Уникален по своему составу и значительности второй том собрания сочинений. Здесь опубликован составленный поэтом в неволе сборник “Час творчостi/Dichtenzeit”, который, пожалуй, не имеет аналогов в мировой поэтической практике. Обширный массив переводов из Гете не просто соседствует с оригинальными стихами поэта-узника, но рождает невиданный по глубине и плодотворности культурный синтез двух языковых и культурных стихий, заставляющий вспомнить разве что о гетевском “Западно-восточном диване”.
Европейский масштаб творческих поисков Василя Стуса становится очевидным при знакомстве с его литературно-критическими работами, вошедшими в четвертый том собрания сочинений. Статьи о Гете, Рильке, Гарсиа Лорке, о современных украинских поэтах при жизни поэта появлялись в печати лишь изредка, а после 1968 года не публиковались вовсе. В этих работах профессиональный литературовед Стус предстает перед читателем в облике внимательного читателя и тонкого аналитика. В том вошла также обширная подборка политической публицистики Стуса, его открытые письма в защиту политзаключенных, адресованные выдающимся деятелям культуры, а также заявления, направленные поэтом в советские карательные органы. Данный раздел то-ма — важнейший источник для будущей истории правозащитного движения в бывшем СССР.
Письма Стуса (две книги шестого тома) в основном написаны в неволе, и они просто потрясают — иного слова не подобрать. Буднично-душераздирающие бытовые новости (карцер, болезни, изъятия посылок) соседствуют здесь со спокойными наставлениями, адресованными подрастающему сыну (как тут не вспомнить лагерные “поучения чадам” о. Павла Флоренского!): всё вокруг тонет в фарисействе и несправедливости, а ты, сынок, прочти-ка такие-то и такие-то книжечки, а еще вот тебе сказочка для вечернего чтения, а еще…
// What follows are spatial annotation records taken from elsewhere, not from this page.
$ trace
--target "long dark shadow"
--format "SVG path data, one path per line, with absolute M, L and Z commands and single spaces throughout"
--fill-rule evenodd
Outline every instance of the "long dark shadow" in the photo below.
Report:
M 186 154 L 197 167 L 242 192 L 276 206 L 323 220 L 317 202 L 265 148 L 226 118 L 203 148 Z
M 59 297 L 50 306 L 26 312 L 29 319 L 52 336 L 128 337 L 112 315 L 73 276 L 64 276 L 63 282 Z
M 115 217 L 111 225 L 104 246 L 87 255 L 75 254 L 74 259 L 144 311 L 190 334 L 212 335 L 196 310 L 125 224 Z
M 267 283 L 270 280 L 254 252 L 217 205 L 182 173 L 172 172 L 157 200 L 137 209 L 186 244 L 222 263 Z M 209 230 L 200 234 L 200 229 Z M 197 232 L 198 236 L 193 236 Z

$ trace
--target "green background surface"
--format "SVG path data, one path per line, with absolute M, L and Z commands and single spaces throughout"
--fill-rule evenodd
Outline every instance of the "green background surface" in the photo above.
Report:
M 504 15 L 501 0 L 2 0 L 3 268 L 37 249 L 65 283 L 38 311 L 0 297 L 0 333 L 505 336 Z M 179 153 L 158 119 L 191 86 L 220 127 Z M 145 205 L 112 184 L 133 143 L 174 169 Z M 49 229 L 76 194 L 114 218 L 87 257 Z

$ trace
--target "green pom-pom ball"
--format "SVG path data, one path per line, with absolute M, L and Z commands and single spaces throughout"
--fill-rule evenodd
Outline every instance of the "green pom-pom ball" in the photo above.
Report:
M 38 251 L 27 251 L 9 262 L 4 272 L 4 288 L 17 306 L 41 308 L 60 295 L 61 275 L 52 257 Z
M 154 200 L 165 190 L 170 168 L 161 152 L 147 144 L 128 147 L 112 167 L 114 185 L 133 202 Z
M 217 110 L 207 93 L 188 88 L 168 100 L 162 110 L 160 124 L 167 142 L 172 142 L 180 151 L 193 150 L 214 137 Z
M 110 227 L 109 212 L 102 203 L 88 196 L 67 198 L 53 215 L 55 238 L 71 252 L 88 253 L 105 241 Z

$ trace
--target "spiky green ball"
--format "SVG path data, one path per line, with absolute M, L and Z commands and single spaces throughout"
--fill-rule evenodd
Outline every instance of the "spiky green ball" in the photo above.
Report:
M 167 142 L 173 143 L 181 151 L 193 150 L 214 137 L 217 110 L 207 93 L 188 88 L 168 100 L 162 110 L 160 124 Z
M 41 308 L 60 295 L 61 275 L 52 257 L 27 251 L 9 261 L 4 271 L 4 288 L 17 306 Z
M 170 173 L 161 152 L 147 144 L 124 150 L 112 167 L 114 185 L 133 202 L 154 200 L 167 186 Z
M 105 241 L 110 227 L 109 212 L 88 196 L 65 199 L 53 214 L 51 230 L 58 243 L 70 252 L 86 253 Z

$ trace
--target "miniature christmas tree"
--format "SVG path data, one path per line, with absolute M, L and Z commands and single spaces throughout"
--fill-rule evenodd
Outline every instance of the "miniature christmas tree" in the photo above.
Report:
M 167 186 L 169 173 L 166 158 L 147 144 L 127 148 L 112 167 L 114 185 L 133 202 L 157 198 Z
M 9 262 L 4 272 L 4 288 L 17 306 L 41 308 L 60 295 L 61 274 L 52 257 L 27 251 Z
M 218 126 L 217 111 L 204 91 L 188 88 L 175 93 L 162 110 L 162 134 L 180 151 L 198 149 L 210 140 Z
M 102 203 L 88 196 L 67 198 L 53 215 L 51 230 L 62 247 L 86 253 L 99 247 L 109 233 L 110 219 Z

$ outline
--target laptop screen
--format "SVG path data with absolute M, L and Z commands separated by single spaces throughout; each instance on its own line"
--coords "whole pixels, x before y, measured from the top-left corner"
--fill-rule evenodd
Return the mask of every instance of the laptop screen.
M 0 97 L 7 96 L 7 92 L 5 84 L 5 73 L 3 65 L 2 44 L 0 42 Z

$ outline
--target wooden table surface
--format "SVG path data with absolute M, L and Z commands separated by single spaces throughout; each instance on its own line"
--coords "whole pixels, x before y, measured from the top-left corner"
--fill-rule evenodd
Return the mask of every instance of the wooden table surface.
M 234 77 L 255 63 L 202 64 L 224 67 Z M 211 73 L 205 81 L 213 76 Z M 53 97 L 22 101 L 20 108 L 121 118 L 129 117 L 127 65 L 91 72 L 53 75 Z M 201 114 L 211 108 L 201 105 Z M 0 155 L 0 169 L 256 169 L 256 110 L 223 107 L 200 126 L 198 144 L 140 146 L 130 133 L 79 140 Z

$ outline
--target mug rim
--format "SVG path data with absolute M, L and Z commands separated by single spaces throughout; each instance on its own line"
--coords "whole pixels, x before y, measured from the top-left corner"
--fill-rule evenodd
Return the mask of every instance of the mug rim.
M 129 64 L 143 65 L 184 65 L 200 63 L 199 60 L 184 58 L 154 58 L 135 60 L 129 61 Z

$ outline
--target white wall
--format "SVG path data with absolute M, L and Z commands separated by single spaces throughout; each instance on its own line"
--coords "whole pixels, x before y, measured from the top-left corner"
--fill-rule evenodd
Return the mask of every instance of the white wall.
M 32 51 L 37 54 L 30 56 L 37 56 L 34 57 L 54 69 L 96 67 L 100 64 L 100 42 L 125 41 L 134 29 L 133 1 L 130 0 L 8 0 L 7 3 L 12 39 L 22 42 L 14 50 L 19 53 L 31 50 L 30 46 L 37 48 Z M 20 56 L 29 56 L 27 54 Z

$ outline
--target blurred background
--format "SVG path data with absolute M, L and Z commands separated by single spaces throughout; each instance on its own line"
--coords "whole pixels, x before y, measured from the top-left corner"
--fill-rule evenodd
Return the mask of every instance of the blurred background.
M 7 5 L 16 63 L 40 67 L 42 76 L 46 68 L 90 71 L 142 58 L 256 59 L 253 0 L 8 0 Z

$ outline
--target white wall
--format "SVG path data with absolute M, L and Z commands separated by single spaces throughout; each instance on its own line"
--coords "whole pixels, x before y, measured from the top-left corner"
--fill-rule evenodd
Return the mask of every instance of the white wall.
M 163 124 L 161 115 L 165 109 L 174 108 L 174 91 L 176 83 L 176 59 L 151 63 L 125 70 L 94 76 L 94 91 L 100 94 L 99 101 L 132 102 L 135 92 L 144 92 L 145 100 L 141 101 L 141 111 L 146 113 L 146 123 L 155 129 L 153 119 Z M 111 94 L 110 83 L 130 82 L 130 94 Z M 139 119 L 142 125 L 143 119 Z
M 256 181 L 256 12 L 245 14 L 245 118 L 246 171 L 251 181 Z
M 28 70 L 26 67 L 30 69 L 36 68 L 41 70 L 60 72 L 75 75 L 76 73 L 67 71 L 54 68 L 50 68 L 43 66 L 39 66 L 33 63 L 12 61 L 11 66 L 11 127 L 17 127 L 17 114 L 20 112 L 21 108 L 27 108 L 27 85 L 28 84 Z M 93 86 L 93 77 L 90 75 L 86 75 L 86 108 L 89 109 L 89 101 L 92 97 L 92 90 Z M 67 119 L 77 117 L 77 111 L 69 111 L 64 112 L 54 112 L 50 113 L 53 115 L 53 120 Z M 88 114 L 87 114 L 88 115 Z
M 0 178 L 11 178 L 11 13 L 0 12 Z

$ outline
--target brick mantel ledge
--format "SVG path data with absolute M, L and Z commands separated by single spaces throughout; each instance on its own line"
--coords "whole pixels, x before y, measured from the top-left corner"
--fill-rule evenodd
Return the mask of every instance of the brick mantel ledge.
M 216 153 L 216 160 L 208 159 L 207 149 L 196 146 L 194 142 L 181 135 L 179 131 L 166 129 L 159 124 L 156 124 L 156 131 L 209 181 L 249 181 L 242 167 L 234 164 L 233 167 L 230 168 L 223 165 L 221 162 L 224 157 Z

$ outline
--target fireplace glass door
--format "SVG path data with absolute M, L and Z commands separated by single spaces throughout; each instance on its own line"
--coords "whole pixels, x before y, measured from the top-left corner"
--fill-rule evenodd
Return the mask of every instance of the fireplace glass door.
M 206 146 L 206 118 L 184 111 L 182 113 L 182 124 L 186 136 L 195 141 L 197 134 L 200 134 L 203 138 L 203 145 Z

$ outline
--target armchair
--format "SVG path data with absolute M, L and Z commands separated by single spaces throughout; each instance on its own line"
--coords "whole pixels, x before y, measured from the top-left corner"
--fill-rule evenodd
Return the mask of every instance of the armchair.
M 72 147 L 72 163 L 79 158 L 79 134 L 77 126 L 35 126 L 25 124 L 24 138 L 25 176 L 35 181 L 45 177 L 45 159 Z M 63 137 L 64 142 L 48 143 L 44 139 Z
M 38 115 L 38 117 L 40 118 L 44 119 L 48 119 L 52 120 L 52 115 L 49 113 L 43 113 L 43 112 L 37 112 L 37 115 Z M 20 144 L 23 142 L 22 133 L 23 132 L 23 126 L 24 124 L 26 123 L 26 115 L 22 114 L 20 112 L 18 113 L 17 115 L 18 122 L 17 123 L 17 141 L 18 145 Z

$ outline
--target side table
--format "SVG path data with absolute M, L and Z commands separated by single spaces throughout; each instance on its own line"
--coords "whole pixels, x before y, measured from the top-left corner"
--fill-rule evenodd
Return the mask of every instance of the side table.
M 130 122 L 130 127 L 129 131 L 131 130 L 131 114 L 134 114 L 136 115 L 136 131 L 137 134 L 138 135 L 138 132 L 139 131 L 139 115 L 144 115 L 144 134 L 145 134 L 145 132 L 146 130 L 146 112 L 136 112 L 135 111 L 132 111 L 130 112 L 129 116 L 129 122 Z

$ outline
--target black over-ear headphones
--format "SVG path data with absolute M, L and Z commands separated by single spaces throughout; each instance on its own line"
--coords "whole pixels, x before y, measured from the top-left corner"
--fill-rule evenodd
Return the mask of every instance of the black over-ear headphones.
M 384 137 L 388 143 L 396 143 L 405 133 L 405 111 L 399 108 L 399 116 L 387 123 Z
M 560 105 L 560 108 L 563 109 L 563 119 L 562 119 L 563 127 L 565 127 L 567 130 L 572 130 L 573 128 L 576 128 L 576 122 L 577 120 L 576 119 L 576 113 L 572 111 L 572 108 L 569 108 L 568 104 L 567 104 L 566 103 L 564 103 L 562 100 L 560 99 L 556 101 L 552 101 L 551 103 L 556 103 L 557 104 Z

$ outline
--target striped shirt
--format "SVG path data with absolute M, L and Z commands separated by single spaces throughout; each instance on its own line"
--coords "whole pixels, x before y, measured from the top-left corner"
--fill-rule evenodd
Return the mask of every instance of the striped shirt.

Еще в стусовских письмах de profundis — подробнейшие разборы стихов Гете и Рильке, размышления о Фолкнере, Пастернаке, Хуане Карлосе Онетти, о судьбах славянских культур в нашем столетии — как же, в самом деле, жаль, что все это пока не существует по-русски. Всемирная судьба Василя Стуса только начинается. Хотелось бы надеяться, что и в Россию его книги придут уже в самом недалеком будущем.